Sergei Bobrovsky is a clear comparable for Holtby and the Florida Panthers signed him for seven years, $70 million in the offseason. Considering how that move already looks like an overpay in Year One, Bobrovsky could serve as a cautionary tale for teams not to overpay quite as much to bring in a starter, especially a starter like Holtby who has a .898 save percentage and 3.12 GAA this season. A $10 million cap hit seems unlikely at this point, barring, of course, a dazzling performance in another deep playoff run.


As good as Ilya Samsonov has looked this year, he still is unproven as a No. 1 goalie. He has only 25 games of NHL experience, so there would be value to bringing Holtby back to continue to mentor him and to split time with him. The NHL is increasingly moving towards employing goalie tandems rather than leaning heavily on one starter. You could do worse than a Samsonov-Holtby tandem.

With more cap space, a smaller price tag and a clear need for another goalie to split time with Samsonov next season, a return for Holtby certainly seems more viable now than it did previously.

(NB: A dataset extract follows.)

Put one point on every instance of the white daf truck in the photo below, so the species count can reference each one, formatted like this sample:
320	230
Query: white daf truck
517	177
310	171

But it is still very unlikely.

Money was just one obstacle to bringing Holtby back. There are several others such as the expansion draft in 2021. Teams will only be able to protect one goalie from Seattle and, for Washington, that goalie is going to be the 24-year-old budding starter, not Holtby who will be three months away from his 32nd birthday.

Also, while the Caps potentially could offer Holtby in the range of the $7 million to $10 million he is likely to get on the open market, would it even make sense? Sure, it makes sense to bring back Holtby as a mentor and as part of a goalie tandem, but not as the No. 1. A team doesn't draft a goalie in the first round, as the Caps did with Samsonov, if it doesn’t intend for him to be your starter. The early returns from Samsonov have been very good and there is no reason to think he won't be taking on a heavier workload after this season. That would mean less work for Holtby, who would be the No. 2 goalie going forward. Teams don’t commit that much money and that many years to a backup goalie, even in a tandem situation.

So yes, bringing back Holtby would make sense for Washington if he signed a short-term deal for less than he could get on the open market and with no expansion draft protection. But why would he do that?

Due to his age, this will be the last big contract of Holtby’s career. It would take a lot of concessions from Holtby to even make a new deal with Washington possible. And, even if he was willing to take a super team-friendly deal because he loved it in Washington just that much, it could quite possibly mean only one more year with the team with the 2021 expansion draft looming.

Would Seattle really pick a 31-year-old goalie supplanted by his own team? Vegas did. Marc-Andre Fleury was 32 when the Golden Knights selected him from the Pittsburgh Penguins and helped lead Vegas to a conference title in the team’s first season. The fact is, we don't know if Seattle would be interested in Holtby, but that's the point. If he signs with Washington it would presumably be because he wants to stay in Washington, but the team could not and should not offer him any concrete protection from the expansion draft.


If the salary cap goes up as significantly as the league is now projecting, that clears only one of the many hurdles there are to re-signing Holtby. It’s not impossible the team could bring back the Vezina and Cup-winning netminder, but it remains very unlikely.